According to EU experts, around one in ten cancer cases in Europe can be attributed to external factors, such as pollutants.

Air pollution, carcinogenic chemicals, ultraviolet light or even passive smoking are together responsible for about 10 percent of all cancers, probably even many more, as the EU Environment Agency, EEA, writes. , in a recently published report. Smoking, alcohol consumption, or diet itself are not included in this analysis.

Reduce the number of cancers through environmental protection

The good news is that environmental and occupational cancer risks can be reduced by tackling environmental pollution and changing behaviour, the Copenhagen-based agency said. It is an effective and inexpensive way to reduce the number of cancer cases and deaths. The EEA concludes: “Environmental and occupational cancer risks are inherently preventable and reducing them is key to reducing the burden of cancer in Europe.”

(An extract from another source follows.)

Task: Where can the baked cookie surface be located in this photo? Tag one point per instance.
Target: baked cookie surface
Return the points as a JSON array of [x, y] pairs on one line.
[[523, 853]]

EEA Executive Director Hans Bruyninckx explained that reducing pollution through the EU’s “Zero Pollution” action plan, the chemical strategy for sustainability and the consistent implementation of existing EU measures would contribute important way to reduce the number of cancers. “It would be an effective investment in the well-being of our citizens.” EU Environment Commissioner Virginijus Sinkevicius emphasized: “What is best for the environment is also best for us.”

The study was the first by the EEA to examine how cancer and the environment are linked. Among other things, the EU authority reviewed the latest scientific findings on air pollution, radon, asbestos, ultraviolet radiation and other natural and man-made environmental factors that can have a negative impact on the health of people. people. The EEA’s findings clearly show how closely the health of the planet is linked to the health of citizens, EU Health Commissioner Stella Kyriakides said. “We must work with nature, not against it.”

EU more affected than other regions of the world

The Environment Agency noted that the data was incomplete and associated uncertainties were large. “There are many things we don’t know. But what we do know requires much more action,” said EEA expert Gerardo Sánchez. There is not much individual citizens can do to prevent exposure to pollutants. Rather, more policy measures, regulations and a push for implementation are needed. There are enough solutions suggested.

With almost 2.7 million new diagnoses and 1.3 million deaths each year, the EU is more affected by cancer than other regions of the world. Although less than 10 percent of the world’s population lives in Europe, according to the EEA, it accounts for almost 23 percent of new cases and 20 percent of deaths worldwide. The most common cause of death is only circulatory diseases. According to the EEA, this high incidence of cancer can be explained by several factors, including lifestyle, including smoking, alcohol consumption and diet, but also by ageing, and also by the fact that people are exposed permanently to contaminants.

“The lives of almost all Europeans are destined to be affected in some way by cancer, be it themselves or their family, friends or the community,” the EEA writes. There are also significant economic costs: according to a study, they were estimated at 178,000 million euros in 2018, according to the agency.